CAMOBAP commented 1 year ago

@ronaldtse ball on my side, I will try my best to finish it soon

CAMOBAP commented 1 year ago

@ronaldtse @andrew2net few questions from my side:

ronaldtse commented 1 year ago

@CAMOBAP for the repo name I prefer the latter.

Every Relaton data set should have an index that is named the same way. I believe @andrew2net needs to implemented such a shared functionality across the Relaton gems.

andrew2net commented 1 year ago
  • AFAIK not all repos have index.yaml file, will we apply the deploy workflow only for ones that have index.yaml?

@CAMOBAP what repos do you mean?

CAMOBAP commented 1 year ago
  • AFAIK not all repos have index.yaml file, will we apply the deploy workflow only for ones that have index.yaml?

@CAMOBAP what repos do you mean?

Should we apply this shared workflow to some other data repositories except oasis

P.S. https://github.com/relaton/relaton-data-oasis/pull/6 - ready for review

andrew2net commented 1 year ago

Should we apply this shared workflow to some other data repositories except oasis

@CAMOBAP Yes, we need to apply this to all relaton/relaton-data-* repos

CAMOBAP commented 1 year ago

Should we apply this shared workflow to some other data repositories except oasis

@CAMOBAP Yes, we need to apply this to all relaton/relaton-data-* repos

Got it, I propose to merge https://github.com/relaton/relaton-data-oasis/pull/6 first

BTW does all relaton/relaton-data-* contains index.yaml or similar?

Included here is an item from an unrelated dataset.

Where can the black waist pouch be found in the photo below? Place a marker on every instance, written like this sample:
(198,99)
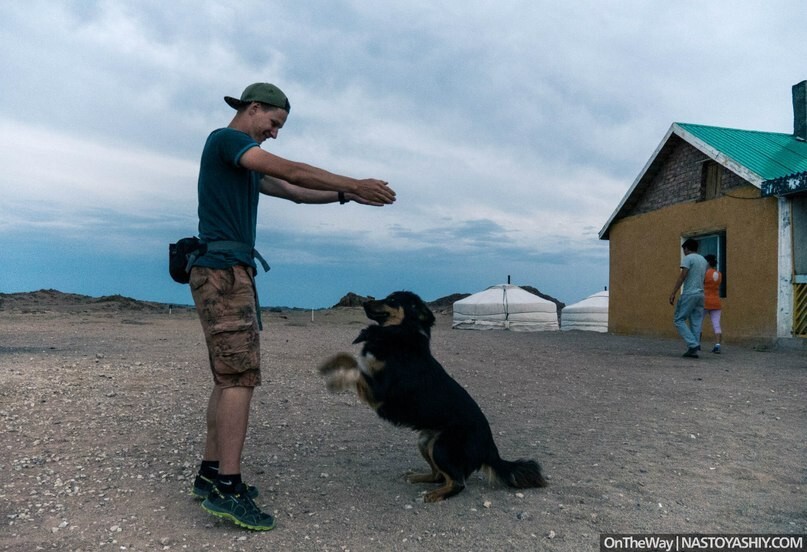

andrew2net commented 1 year ago

Yes, every relaton/relaton-data-* repository has an index file, but file names can vary. The jekyll-index plugin has repository-specific settings. The setting source contains a name of an index.

ronaldtse commented 1 year ago

@andrew2net can we use a single index file name across all flavors? We also need to document the index file specification. There will be people who want to maintain their own Relaton data set. Thanks.

andrew2net commented 1 year ago

@ronaldtse we use versioned index filenames. In case updating an index structure, the previous gem version will stop working, so we need to keep the earlier version of the index for a while. Initially, I used filenames like index.yaml, index-bipm.yaml. Then I moved to index-v1.yaml, index-v2.yaml, etc.

andrew2net commented 1 year ago

We also need to document the index file specification.

@ronaldtse Some indexes have a unique structure because instead of IDs they use parts of IDs. I think finally we'll implement pubid-* gems for all the relaton-* gems, so all the indexes will use IDs' parts and will have a unique structure. That means if we need an index file spec, we have to create such a spec for each relaton-data-* repo.